The interaction of the cell-contact proteins VASP and vinculin is regulated by phosphatidylinositol-4,5-bisphosphate

Abstract

Background: Focal adhesion sites are cell–matrix contacts that are regulated by phosphatidylinositol-4,5-bisphosphate (PIP₂)-dependent pathways. Vinculin is a major structural component of these sites and is thought to be engaged in multiple ligand interactions at the cytoplasmic face of these contacts. Cytoplasmic vinculin is considered to be inactive due to its closed conformation involving intramolecular head–tail interactions. Recently, the vasodilator-stimulated phosphoprotein (VASP), a substrate of cyclic AMP-dependent or cyclic GMP-dependent kinases and a component of focal adhesion sites, was shown to bind to vinculin.

Results: VASP–vinculin complexes could be immunoprecipitated from cell lysates and, using immunofluorescence, both proteins were found to colocalize in nascent focal adhesions. Consistent with the view that vinculin must be activated at these sites, we found that PIP₂, levels of which are elevated during the early stages of adhesion, bound to two discrete regions in the vinculin tail, disrupting the intramolecular head–tail interaction and inducing vinculin oligomerization. Vinculin–VASP complex formation was greatly enhanced by PIP₂ and both the EVH1 and EVH2 domains of VASP participated in vinculin binding.
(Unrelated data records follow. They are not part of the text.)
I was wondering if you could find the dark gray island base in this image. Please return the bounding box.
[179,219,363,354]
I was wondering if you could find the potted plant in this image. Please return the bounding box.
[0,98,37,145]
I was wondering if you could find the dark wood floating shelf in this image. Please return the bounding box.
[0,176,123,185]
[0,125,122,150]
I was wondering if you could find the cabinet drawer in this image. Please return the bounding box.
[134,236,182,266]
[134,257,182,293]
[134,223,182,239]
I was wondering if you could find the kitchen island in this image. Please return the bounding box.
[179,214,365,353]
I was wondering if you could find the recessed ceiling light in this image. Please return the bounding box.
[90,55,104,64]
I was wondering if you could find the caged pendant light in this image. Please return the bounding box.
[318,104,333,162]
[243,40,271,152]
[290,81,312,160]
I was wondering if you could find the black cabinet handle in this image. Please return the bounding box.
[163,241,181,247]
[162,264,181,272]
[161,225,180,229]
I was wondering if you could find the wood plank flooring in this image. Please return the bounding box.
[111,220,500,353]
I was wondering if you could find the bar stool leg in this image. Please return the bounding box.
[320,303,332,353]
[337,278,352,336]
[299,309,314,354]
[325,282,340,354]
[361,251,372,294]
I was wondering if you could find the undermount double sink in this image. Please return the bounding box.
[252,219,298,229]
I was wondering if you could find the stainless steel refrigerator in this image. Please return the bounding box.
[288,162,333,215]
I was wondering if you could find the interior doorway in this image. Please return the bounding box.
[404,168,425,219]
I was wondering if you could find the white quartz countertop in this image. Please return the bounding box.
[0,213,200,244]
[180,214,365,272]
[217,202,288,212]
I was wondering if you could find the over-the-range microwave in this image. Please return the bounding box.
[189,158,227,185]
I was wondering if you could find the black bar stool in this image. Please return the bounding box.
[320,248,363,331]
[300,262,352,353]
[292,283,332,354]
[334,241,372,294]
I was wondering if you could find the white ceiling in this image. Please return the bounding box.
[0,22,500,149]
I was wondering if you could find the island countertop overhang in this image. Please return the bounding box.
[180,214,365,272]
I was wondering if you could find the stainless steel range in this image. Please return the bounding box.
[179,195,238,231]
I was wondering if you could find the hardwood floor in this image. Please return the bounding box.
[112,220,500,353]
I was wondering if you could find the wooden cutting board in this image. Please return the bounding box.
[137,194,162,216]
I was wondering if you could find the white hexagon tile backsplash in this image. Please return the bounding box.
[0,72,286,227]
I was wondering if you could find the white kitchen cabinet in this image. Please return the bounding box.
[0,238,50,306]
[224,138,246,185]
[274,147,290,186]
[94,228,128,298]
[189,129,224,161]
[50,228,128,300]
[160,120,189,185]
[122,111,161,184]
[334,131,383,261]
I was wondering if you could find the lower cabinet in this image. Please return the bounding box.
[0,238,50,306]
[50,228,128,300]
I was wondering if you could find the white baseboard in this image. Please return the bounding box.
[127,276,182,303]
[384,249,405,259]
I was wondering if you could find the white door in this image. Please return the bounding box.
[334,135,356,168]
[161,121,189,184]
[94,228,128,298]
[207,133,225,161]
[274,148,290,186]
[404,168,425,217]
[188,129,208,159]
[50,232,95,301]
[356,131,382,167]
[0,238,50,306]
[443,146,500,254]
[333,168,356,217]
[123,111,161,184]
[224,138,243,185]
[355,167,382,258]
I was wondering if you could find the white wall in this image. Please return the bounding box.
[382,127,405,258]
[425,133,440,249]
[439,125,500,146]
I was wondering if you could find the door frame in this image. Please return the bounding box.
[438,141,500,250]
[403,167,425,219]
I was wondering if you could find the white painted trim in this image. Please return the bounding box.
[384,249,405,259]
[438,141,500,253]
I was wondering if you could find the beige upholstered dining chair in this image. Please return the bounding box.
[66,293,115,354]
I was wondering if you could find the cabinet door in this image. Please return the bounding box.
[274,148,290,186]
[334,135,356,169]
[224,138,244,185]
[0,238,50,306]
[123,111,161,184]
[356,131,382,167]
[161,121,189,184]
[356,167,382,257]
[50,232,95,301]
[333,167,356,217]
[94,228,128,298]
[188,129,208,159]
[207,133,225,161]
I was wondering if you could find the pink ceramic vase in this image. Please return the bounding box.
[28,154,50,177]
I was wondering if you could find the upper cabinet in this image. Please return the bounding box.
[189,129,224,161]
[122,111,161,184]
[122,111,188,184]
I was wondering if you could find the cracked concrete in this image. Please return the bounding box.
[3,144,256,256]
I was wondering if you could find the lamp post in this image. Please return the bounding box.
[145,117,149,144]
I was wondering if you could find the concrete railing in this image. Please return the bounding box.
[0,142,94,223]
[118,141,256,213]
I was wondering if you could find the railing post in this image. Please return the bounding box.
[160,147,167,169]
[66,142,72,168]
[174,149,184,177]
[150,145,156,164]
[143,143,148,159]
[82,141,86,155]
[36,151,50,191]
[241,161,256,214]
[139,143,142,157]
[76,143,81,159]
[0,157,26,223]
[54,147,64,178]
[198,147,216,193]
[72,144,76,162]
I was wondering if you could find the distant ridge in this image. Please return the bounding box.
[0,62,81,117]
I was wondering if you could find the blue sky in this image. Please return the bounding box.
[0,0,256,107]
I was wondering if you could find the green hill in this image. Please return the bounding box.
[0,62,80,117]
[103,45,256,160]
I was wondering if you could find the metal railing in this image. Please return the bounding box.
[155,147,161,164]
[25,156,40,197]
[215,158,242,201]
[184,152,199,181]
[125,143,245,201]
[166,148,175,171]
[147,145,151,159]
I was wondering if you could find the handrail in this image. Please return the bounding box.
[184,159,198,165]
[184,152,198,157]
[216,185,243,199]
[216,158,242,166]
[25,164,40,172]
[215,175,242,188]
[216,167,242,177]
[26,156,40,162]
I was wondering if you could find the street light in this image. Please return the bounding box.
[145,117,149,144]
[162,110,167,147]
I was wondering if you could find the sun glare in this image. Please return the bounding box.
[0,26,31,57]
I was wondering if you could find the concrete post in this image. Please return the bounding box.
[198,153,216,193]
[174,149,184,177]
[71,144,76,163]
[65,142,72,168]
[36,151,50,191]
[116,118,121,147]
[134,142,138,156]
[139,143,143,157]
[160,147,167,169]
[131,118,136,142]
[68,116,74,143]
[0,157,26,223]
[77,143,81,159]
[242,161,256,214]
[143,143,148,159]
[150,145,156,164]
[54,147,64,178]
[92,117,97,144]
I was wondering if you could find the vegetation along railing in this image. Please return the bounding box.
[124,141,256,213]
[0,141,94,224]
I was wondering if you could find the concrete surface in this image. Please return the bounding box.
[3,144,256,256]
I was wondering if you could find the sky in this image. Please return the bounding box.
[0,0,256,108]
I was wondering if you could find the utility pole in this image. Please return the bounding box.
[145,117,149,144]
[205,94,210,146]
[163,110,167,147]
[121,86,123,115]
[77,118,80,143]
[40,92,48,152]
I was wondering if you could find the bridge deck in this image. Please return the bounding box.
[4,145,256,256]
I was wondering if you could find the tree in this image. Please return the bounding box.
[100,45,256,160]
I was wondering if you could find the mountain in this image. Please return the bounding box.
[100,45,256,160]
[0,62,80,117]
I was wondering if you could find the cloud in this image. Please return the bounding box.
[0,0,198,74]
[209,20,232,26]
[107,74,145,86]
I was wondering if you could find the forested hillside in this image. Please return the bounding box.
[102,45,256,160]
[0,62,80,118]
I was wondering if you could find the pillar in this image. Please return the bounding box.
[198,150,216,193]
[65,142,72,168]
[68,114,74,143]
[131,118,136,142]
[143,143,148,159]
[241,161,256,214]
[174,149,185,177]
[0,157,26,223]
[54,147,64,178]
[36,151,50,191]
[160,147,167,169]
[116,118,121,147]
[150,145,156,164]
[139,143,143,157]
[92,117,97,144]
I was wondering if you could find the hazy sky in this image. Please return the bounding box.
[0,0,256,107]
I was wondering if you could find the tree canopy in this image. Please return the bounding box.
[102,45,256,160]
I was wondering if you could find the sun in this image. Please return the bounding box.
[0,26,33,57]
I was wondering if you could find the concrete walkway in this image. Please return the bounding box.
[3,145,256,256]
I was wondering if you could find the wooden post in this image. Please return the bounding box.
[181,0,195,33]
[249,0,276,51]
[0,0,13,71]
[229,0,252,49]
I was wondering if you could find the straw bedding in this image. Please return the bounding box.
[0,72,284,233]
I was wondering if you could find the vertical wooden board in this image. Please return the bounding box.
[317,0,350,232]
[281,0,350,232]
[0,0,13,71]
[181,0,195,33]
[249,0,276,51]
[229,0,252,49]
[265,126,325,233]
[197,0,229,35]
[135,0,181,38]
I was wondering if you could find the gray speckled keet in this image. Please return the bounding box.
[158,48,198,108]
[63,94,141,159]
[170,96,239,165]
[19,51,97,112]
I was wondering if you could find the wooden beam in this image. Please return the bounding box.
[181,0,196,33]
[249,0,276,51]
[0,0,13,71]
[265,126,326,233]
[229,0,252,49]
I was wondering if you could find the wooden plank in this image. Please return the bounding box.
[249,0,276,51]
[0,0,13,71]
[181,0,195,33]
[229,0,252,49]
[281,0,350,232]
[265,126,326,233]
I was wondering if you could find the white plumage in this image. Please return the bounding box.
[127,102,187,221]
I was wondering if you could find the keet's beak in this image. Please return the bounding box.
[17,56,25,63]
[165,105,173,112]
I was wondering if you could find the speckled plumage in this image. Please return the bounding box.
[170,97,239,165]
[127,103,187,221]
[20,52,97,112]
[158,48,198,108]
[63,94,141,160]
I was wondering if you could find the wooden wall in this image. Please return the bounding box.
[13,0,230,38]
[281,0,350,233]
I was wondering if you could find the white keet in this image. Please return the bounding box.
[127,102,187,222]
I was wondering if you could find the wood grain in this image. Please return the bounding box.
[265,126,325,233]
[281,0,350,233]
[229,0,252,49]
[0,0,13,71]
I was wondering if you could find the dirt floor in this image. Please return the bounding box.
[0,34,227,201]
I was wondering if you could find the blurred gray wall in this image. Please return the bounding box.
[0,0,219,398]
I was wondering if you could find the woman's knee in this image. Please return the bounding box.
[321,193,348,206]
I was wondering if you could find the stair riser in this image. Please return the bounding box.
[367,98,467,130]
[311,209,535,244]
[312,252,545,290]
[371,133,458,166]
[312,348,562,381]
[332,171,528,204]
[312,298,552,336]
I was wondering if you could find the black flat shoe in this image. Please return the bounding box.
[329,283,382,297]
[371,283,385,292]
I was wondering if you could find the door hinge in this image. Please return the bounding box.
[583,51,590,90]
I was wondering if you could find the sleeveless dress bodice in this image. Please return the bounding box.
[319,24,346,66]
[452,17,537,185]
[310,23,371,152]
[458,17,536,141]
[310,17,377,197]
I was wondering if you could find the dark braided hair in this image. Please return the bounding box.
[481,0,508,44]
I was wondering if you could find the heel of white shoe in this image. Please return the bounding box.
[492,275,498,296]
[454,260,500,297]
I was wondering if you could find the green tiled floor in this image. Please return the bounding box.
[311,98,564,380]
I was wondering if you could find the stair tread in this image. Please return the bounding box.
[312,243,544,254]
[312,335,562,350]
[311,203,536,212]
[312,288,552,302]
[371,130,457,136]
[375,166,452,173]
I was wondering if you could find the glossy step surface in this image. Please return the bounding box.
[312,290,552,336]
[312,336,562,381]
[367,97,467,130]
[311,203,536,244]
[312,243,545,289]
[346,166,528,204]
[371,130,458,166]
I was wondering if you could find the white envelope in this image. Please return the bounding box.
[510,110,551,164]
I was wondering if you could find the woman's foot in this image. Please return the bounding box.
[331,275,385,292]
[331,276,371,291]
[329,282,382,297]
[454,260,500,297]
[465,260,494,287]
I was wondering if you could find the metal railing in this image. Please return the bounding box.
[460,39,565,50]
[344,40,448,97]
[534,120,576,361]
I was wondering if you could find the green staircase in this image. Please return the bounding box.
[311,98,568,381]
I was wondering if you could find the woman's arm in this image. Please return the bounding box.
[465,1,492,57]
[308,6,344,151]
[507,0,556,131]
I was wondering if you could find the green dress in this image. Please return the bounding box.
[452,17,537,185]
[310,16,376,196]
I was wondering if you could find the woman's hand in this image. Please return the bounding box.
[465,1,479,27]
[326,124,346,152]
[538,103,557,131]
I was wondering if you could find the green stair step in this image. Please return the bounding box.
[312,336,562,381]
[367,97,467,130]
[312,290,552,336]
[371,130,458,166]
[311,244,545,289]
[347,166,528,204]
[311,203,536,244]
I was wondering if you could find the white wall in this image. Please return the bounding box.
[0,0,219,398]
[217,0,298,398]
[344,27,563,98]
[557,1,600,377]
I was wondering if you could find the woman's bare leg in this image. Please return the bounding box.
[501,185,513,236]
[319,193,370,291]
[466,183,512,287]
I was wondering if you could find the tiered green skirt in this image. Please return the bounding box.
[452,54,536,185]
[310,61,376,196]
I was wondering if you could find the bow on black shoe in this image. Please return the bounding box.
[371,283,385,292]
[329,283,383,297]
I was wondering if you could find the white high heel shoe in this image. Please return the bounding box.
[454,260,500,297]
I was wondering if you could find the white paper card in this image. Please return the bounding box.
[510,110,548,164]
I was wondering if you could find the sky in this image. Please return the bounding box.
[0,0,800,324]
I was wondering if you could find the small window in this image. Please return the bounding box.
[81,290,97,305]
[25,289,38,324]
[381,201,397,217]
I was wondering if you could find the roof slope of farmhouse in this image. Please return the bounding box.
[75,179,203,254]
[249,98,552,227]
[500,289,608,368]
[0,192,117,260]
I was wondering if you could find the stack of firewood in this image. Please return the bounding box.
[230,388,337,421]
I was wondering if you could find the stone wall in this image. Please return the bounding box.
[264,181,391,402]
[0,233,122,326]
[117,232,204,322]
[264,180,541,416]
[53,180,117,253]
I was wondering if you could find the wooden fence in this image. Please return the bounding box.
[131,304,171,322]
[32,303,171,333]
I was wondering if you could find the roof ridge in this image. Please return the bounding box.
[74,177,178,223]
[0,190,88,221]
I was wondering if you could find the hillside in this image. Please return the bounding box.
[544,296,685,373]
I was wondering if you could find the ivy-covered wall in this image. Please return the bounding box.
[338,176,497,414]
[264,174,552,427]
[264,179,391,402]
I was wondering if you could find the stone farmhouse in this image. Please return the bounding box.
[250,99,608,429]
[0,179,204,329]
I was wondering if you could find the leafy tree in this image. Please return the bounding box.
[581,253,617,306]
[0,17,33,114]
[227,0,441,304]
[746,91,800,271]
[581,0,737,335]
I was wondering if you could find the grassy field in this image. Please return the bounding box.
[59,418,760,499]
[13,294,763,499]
Conclusions: Focal contact assembly involves interaction between VASP and vinculin, which is enhanced by PIP₂-induced vinculin activation and oligomerization. Given that vinculin and VASP both bind to F-actin, vinculin–VASP complexes might bundle the distal ends of actin filaments in focal contacts. We propose that PIP₂-dependent signalling modulates microfilament organization at cellular adhesion sites by regulating vinculin–VASP complexes.